Patients were evaluated with duplex ultrasound, venous function tests and venography prior to intervention. Occluded segments were recanalized, balloon dilated and stented. Modifications of the basic stent technique were employed over time and modified to accommodate the iliocaval junction, presence of IVC filters, and lesions extending to the renal veins and atrium.
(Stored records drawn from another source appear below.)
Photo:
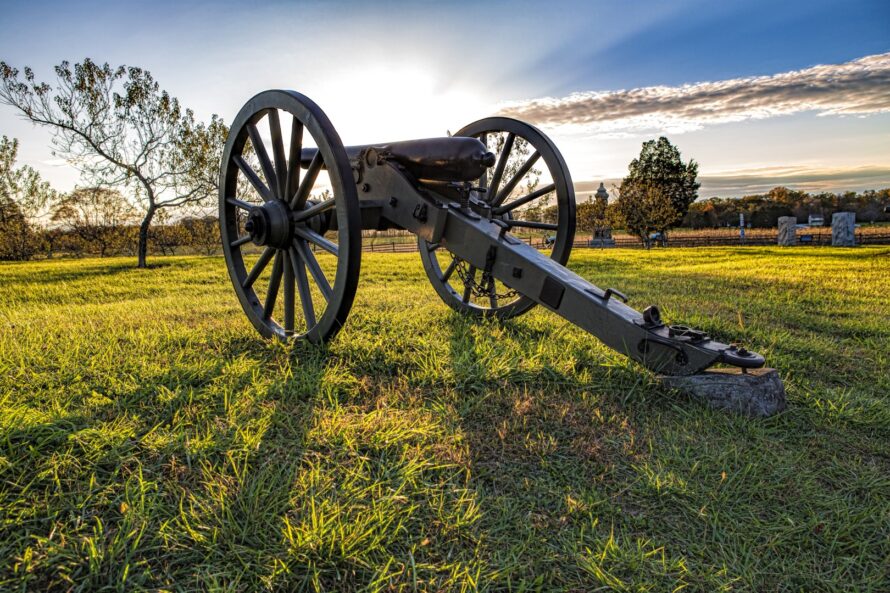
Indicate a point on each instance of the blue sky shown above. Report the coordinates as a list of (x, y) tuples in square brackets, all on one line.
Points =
[(391, 70)]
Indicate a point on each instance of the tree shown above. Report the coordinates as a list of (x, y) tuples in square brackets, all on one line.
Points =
[(660, 171), (98, 216), (203, 233), (23, 197), (644, 208), (121, 130)]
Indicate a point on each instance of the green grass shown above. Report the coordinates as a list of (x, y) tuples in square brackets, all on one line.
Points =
[(149, 439)]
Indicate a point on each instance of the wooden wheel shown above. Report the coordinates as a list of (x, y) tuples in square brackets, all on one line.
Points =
[(286, 232), (529, 178)]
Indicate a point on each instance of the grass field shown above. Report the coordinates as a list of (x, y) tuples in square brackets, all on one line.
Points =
[(150, 440)]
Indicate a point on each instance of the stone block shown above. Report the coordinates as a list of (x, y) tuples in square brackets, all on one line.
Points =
[(843, 229), (788, 231), (759, 392)]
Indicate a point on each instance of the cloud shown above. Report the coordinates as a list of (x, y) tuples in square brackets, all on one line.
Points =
[(859, 87)]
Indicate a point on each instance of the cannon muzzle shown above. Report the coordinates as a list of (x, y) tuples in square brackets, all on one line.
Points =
[(452, 158)]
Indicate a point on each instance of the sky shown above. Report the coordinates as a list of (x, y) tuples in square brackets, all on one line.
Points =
[(759, 93)]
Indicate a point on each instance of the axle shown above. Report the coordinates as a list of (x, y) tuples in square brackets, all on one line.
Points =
[(485, 244)]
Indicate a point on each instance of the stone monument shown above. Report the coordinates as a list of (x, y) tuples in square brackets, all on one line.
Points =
[(602, 233), (787, 231), (843, 229)]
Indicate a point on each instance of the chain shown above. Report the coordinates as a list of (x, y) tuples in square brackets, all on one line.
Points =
[(479, 289)]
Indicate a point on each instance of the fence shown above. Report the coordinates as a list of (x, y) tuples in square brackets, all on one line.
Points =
[(679, 240)]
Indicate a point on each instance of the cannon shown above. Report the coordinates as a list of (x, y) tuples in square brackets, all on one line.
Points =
[(294, 201)]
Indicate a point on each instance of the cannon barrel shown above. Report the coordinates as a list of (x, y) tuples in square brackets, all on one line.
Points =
[(440, 159)]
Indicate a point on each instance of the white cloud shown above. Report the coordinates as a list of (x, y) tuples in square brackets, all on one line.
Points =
[(859, 87)]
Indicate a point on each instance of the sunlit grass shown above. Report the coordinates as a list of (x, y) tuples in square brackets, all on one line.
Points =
[(150, 439)]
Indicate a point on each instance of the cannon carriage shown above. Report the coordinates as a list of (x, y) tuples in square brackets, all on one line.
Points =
[(294, 253)]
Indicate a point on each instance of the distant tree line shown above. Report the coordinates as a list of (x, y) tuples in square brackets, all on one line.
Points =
[(124, 134), (764, 210)]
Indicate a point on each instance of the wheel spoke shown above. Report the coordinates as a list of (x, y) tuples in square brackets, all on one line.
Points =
[(524, 199), (260, 149), (323, 285), (239, 203), (274, 284), (303, 287), (528, 224), (449, 270), (483, 181), (308, 182), (499, 168), (288, 293), (278, 151), (505, 192), (317, 239), (258, 267), (314, 210), (293, 161), (252, 177), (468, 284)]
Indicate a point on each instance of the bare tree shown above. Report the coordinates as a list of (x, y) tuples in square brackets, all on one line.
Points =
[(121, 130), (98, 216), (23, 199)]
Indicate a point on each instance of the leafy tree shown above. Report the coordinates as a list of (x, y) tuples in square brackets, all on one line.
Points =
[(23, 197), (98, 216), (644, 208), (121, 130), (659, 171)]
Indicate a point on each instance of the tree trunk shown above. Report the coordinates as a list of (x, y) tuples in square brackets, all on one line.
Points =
[(142, 249)]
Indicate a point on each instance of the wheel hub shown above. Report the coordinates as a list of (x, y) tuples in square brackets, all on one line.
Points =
[(270, 225)]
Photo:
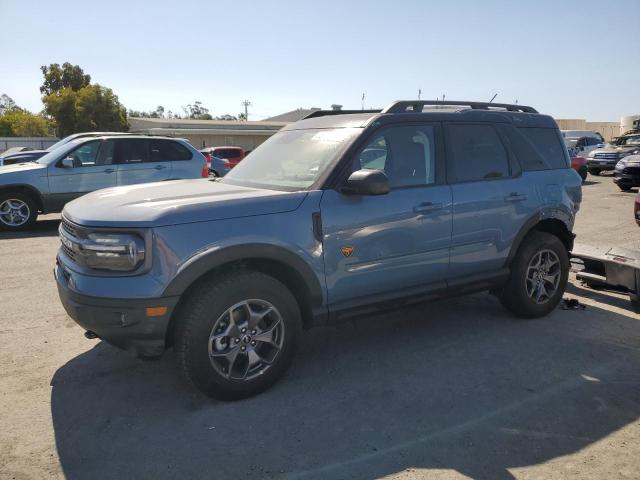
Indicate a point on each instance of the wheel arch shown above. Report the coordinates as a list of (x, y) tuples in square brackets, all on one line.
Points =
[(33, 192), (543, 223), (287, 267)]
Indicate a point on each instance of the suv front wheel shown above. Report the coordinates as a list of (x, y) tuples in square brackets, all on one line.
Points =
[(237, 334), (17, 211), (538, 278)]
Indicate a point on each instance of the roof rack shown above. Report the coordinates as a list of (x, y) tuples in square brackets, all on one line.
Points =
[(403, 106), (325, 113)]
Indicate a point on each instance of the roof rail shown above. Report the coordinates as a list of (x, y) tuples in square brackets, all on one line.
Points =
[(325, 113), (403, 106)]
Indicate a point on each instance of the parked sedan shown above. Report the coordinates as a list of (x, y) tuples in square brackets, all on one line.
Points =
[(30, 155), (87, 164)]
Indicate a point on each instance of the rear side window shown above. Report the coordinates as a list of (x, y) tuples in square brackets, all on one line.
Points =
[(477, 153), (539, 148), (168, 150), (132, 151)]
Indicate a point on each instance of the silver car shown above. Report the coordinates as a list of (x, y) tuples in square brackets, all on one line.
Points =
[(88, 164)]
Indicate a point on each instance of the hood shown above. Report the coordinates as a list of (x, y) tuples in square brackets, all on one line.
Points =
[(6, 170), (176, 202)]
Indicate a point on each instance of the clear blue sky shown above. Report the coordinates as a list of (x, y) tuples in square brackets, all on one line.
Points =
[(571, 59)]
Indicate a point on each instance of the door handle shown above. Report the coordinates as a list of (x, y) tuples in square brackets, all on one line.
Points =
[(428, 207), (515, 197)]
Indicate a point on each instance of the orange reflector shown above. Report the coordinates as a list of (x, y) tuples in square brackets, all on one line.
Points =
[(156, 311)]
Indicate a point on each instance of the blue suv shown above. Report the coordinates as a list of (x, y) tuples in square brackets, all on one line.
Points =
[(339, 214)]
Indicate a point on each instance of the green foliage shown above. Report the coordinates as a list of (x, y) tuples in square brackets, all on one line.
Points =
[(20, 123), (93, 107), (57, 78)]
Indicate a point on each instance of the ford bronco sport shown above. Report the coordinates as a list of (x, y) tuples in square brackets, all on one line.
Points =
[(339, 214)]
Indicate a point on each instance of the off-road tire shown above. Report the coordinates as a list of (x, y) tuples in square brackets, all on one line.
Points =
[(202, 308), (29, 202), (514, 295)]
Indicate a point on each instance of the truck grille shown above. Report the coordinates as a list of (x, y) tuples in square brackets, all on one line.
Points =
[(606, 156)]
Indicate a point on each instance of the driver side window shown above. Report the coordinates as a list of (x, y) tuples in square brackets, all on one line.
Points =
[(405, 154), (85, 155)]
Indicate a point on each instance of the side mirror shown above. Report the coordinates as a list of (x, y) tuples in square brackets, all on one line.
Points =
[(367, 182)]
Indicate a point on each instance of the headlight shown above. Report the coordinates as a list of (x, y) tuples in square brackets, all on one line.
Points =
[(122, 252)]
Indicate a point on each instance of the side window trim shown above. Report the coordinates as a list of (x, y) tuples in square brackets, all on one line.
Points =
[(347, 161), (452, 177)]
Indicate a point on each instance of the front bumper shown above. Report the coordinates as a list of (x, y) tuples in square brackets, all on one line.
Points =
[(121, 322), (629, 176)]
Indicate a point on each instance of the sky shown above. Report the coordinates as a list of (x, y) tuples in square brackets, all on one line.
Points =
[(569, 59)]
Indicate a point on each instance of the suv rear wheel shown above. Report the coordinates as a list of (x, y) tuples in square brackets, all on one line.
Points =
[(538, 278), (237, 334), (18, 211)]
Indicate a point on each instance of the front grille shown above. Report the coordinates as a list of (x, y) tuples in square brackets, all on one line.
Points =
[(69, 228), (606, 156)]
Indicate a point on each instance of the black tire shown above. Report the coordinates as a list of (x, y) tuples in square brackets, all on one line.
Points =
[(514, 294), (205, 305), (31, 209)]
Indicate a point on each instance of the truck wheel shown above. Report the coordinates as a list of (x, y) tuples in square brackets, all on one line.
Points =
[(237, 334), (538, 278), (18, 211)]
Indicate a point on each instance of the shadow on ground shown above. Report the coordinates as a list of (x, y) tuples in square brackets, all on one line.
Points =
[(42, 228), (454, 385)]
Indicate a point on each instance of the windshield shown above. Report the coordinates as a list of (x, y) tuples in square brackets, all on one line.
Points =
[(59, 152), (292, 159), (633, 140)]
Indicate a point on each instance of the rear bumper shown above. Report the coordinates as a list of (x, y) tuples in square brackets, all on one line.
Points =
[(121, 322)]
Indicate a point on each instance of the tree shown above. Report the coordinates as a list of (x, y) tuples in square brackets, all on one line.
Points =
[(21, 123), (6, 103), (92, 107), (57, 78)]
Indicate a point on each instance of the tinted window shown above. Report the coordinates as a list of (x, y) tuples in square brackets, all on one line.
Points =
[(227, 153), (405, 154), (132, 151), (477, 153), (546, 143), (85, 155), (167, 150)]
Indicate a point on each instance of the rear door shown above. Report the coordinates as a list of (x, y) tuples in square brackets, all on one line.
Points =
[(93, 169), (139, 163), (491, 200), (393, 245)]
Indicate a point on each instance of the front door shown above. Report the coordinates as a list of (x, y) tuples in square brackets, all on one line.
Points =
[(92, 169), (138, 162), (393, 245)]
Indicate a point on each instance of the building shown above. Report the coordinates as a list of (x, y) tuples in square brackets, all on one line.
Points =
[(209, 133)]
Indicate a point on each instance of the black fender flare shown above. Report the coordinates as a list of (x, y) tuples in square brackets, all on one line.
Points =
[(208, 260), (529, 225)]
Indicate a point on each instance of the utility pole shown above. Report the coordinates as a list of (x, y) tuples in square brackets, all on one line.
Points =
[(246, 104)]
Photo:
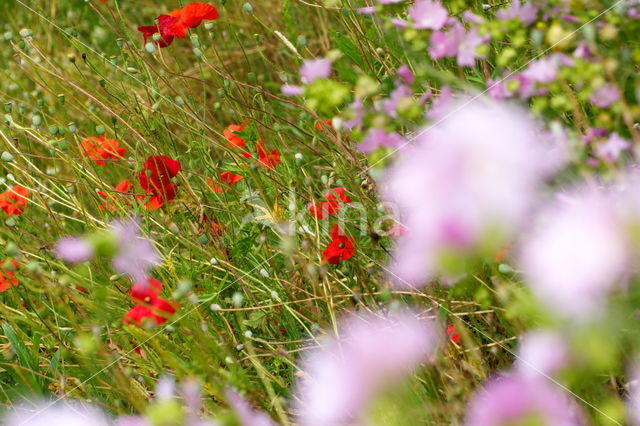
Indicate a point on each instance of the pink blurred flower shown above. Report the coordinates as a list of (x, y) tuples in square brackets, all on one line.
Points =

Between November 2000 and August 2015, 68 patients underwent IVC endovascular recanalization procedures for symptomatic chronic IVC occlusions. Patients had a male predominance (n=40, 58.9%) and an average age of 51 years (range: 23-77). Underlying contributing factors for venous occlusion included: inferior vena cava filter occlusion (n=36, 52.9%), caval ligation/clipping (n=4, 5.8%), hypercoagulable disorder (n=21, 30.8%). Technical success rate was 91.2% (n=62). The proximal extent of the stents were infrarenal (n=43, 63.2%), suprarenal (n=11, 16.2%), or intrathoracic (n=8, 11.8%). There was minimal perioperative morbidity (hematoma n=1), and no postoperative mortality. Average follow-up was 48.0±43.3 (range: 6-172) months. Primary, primary assisted and secondary patency rates at 42 months were 74%, 80% and 100%. Significant improvement in pain and swelling was seen in 92% and 77%. Complete relief of pain and swelling was 63% and 36% respectively. Ulcers were present in 13 patients and completely healed in 9 (69%) after recanalization. The venous clinical severity score was 7.85±4.7 (range: 4-27) before intervention and 3.9±3.2 (range: 0-14) after intervention (p<0.001).
Endovascular management of chronic IVC occlusions can be performed with minimal morbidity and mortality in this technically complex patient population. When successful, symptoms are universally improved and patency rates are acceptable.